The second "k" could be aliased by the compiler to the first one
and stored at the same memory location.

> Is it because each for loop execution is considered as separte
> block,its allocating in the same address?
> or is it allocated memory only once?

For lcc-win it is the second.

--
jacob navia
jacob at jacob point remcomp point fr
logiciels/informatique
http://www.cs.virginia.edu/~lcc-win32

jacob navia wrote:

<snip>

> main()
> {
> int i,j, *pint;
> for(i=0;i<10;i++){
> int k = i;
> printf("%d %p = *%d\n",i,&k,k);
> pint=&i;
> }
> *pint = 789; // Accessing illegal storage
> }
>
> This would work on lcc-win since the storage is still valid.
> I would not do this since it is absolutely non portable.
> Other compilers could implement other strategies.

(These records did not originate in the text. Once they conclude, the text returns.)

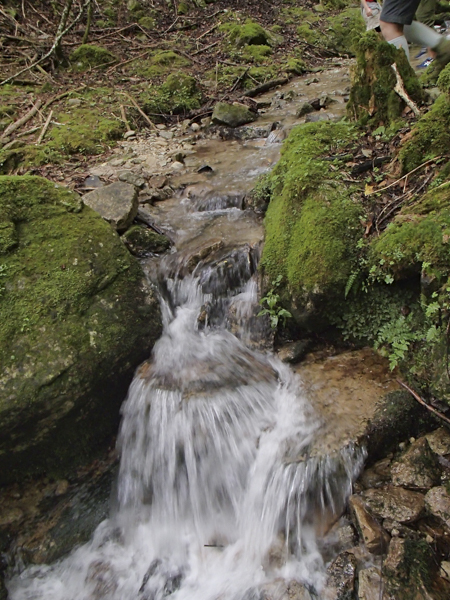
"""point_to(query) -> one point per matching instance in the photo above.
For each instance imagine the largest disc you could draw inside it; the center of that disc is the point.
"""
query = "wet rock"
(375, 537)
(157, 181)
(394, 503)
(417, 467)
(341, 575)
(437, 502)
(439, 441)
(232, 115)
(116, 203)
(142, 241)
(280, 589)
(369, 584)
(377, 475)
(132, 179)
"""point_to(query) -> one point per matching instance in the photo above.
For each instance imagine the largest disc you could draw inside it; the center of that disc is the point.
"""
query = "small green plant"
(272, 307)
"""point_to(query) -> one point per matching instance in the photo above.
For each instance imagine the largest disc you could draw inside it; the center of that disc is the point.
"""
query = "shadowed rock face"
(77, 317)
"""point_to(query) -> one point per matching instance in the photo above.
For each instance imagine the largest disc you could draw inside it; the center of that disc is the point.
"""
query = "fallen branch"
(407, 175)
(421, 401)
(44, 129)
(400, 90)
(29, 115)
(140, 111)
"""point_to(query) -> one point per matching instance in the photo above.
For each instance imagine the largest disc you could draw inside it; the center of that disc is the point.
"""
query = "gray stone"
(369, 583)
(417, 467)
(116, 203)
(341, 575)
(437, 502)
(439, 441)
(232, 115)
(375, 537)
(394, 503)
(132, 179)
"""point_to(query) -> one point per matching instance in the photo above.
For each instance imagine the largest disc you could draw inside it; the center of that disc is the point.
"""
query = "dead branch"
(30, 114)
(140, 111)
(421, 401)
(44, 129)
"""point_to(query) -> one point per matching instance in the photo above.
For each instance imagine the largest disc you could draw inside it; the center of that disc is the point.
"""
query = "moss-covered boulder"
(312, 223)
(232, 115)
(76, 318)
(87, 56)
(372, 99)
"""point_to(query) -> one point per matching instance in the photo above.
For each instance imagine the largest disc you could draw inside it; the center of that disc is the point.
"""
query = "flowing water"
(218, 495)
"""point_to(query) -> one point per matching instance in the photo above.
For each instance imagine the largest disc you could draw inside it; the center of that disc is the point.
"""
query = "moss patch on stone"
(373, 100)
(75, 315)
(87, 56)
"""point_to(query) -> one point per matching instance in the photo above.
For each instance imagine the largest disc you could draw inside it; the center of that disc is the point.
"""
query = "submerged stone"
(76, 318)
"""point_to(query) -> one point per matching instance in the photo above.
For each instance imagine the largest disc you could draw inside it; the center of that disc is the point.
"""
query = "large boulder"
(76, 318)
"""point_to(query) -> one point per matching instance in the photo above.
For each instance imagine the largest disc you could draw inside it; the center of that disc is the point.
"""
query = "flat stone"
(394, 503)
(369, 582)
(437, 502)
(439, 441)
(116, 203)
(375, 537)
(417, 467)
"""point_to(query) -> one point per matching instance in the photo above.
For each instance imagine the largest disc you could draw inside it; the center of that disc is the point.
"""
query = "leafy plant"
(272, 307)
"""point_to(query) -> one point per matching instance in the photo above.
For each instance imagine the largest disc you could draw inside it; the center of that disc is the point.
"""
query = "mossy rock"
(313, 221)
(87, 56)
(373, 100)
(430, 136)
(141, 241)
(76, 318)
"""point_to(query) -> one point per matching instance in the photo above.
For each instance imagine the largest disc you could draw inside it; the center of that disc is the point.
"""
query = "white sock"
(420, 34)
(400, 42)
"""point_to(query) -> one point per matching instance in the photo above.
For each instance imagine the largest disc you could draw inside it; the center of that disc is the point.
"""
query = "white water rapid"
(217, 496)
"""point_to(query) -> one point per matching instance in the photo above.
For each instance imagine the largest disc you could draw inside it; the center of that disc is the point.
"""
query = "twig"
(62, 30)
(400, 90)
(44, 129)
(125, 62)
(407, 174)
(205, 48)
(124, 117)
(140, 111)
(23, 120)
(421, 401)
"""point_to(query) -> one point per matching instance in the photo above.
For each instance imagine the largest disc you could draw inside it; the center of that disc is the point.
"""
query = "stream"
(223, 490)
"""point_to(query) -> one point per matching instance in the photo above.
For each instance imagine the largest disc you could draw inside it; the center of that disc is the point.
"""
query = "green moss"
(67, 291)
(372, 97)
(312, 222)
(87, 56)
(178, 94)
(250, 33)
(431, 136)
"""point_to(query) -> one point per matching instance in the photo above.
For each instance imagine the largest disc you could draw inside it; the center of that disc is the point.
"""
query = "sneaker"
(442, 52)
(425, 63)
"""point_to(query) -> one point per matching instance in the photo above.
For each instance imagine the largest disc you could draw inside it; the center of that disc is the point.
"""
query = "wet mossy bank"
(77, 317)
(341, 279)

I hope as a QoI issue lcc-win issues a diagnostic for such uses?

<snip>

Kaz Kylheku <kkylheku@gmail.com> writes:

> On Jan 30, 10:25pm, poornimampra...@gmail.com wrote:

>> int k = i;
>> printf("%d %p = *%d\n",i,&k,k);

[%p takes a 'void*' and '&k' isn't one]

> There is also this possibility: the address of k was produced only
> because you asked for it with the & operator, and the existence of
> this address doesn't prove that the value of k is actually ever stored
> there.

In the case that the programmer examines 'k', is the implementation
permitted to behave as if 'k' does _not_ contain the value of 'i'?

mlp

jacob navia <jacob@nospam.com> writes:

> main()
> {
> int i,j, *pint;
> for(i=0;i<10;i++){
> int k = i;
> printf("%d %p = *%d\n",i,&k,k);
> pint=&i;
> }
> *pint = 789; // Accessing illegal storage

What's illegal about it?

If the last statement inside the loop body had instead been
pint=&k;
then you might have a point.

mlp

Mark L Pappin wrote:
> jacob navia <jacob@nospam.com> writes:
>
>> main()
>> {
>> int i,j, *pint;
>> for(i=0;i<10;i++){
>> int k = i;
>> printf("%d %p = *%d\n",i,&k,k);
>> pint=&i;
>> }
>> *pint = 789; // Accessing illegal storage
>
> What's illegal about it?
>
> If the last statement inside the loop body had instead been
> pint=&k;
> then you might have a point.
>
> mlp

Yes, I mistyped the name of the variable

Thanks


--
jacob navia
jacob at jacob point remcomp point fr
logiciels/informatique
http://www.cs.virginia.edu/~lcc-win32

In article <fns04t$ve0$1@aioe.org>, santosh <santosh.k83@gmail.com> wrote:
>poornimamprabhu@gmail.com wrote:

>> printf("%d %p = *%d\n",i,&k,k);

>You probably want:

> printf("%d\t%p = %d\n", i, (void *)&k, k);

>Also the '*' character in your format string
>specifies that the following formatting operation be of the minimum
>field width specified by the corresponding argument to '*'. In this
>case it is the fourth printf() argument and thus, the final 'd'
>specifier is left without an argument, invoking undefined behaviour.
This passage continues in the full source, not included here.